Cengiz, a researcher who is based in Istanbul, called for an “independent and impartial” investigation into his death.

Explaining the impact the killing had had on her, she said, “At first, I could not accept what had happened. How are you expected to feel when someone you love has been slain in such a way? However, when I saw how ineffective the reaction was from the international community, I felt inspired to speak out.”

“My aim, despite the disappointing response, is to keep the issue alive. Those responsible, including at the highest levels of the regime, need to be held to account for what they did.”

“This was the murder of a journalist which was authorised by the state. That should be a matter of concern for everyone” Hatice Cengiz

“I want those people to lose sleep over this - including those who gave the orders for his death - and to be punished. This was the murder of a journalist which was authorised by the state. That should be a matter of concern for everyone.”

Speaking through an interpreter, she added, “There can be no justice for Jamal – he is not coming back. But he stood up for the voiceless in Saudi Arabia and the least I, and we, can do now is to do the same for those still languishing in Saudi jails.”

She contrasted the reaction of the EU and rest of the international community with Turkey which, she said, had “done all it can” to investigate the murder.

Callamard, echoing her comments, told reporters at Brussels Press Club that the EU had failed to hold the Saudis to account for the murder, which shocked the world and led to limited sanctions being imposed on the regime.

The French official said, “These sanctions are ineffective and inadequate.

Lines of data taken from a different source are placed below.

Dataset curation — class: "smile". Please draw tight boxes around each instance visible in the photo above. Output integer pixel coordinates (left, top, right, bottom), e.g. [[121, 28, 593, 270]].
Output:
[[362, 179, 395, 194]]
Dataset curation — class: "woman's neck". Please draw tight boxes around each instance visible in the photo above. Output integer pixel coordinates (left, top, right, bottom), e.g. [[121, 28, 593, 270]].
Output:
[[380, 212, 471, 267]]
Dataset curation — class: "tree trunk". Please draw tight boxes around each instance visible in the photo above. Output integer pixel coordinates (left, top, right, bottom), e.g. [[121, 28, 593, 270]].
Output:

They target only low-level individuals and not those at the highest levels, including the Crown Prince, as should be the case.”

She added, “Initially, the EU issued strongly-worded statements about the killing but since then its response has been extremely disappointing, in line with the rest of the international community.”

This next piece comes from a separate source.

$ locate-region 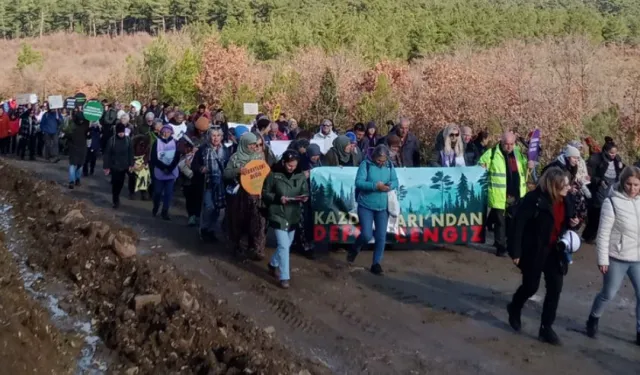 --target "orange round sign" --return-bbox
[240,160,271,195]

“One of the reasons we are here in Brussels today is the say to the EU that we are not prepared to let this happen and want it to remedy the situation.”

“Initially, the EU issued strongly-worded statements about the killing but since then its response has been extremely disappointing, in line with the rest of the international community” Agnes Callamard, Special UN Rapporteur

She said there had been a “seeming unwillingness and passivity” to hold the Saudi regime to account for the journalist’s killing, adding, “Everyone seems to want to return to a ‘business-as-normal’ routine with the Saudis and that is just adding insult to injury in this case.”

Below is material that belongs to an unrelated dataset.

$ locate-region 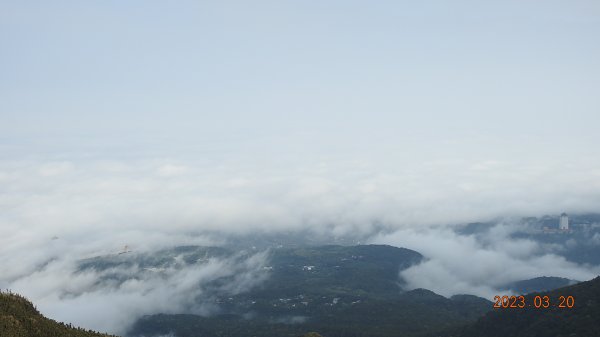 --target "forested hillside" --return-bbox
[0,292,117,337]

“The international community has failed in its duty to ensure that the state cannot act with impunity and immunity.”

Both women have urged G20 countries to scrap Riyadh as the venue for the showpiece G20 summit next November, saying it would be a “mistake” and would send the wrong signals to victims of human rights abuses in the country.

Callamard added, “If it does go ahead in Riyadh there should, at the very least, be a special session on press freedom.”

She also called for a moratorium on European sales of surveillance technology to Saudi Arabia, saying this was being used against journalists and civil society.

As the crime happened on Turkish soil, she also said Turkey had a responsibility to ensure that the culprits are put on trial in the country and that this happens “without delay.”

“A trial in Turkey would be a major step towards uncovering the truth about what happened,” she noted.

Both Callamard and Cengiz were due to meet MEPs and EU officials later on Tuesday to update them about the case.

Amnesty International issued a stinging rebuke of Saudi Arabia this week, accusing the regime of attempting to “sportwash” the country’s tarnished image. This comes ahead of a world boxing title fight in Riyadh this Saturday.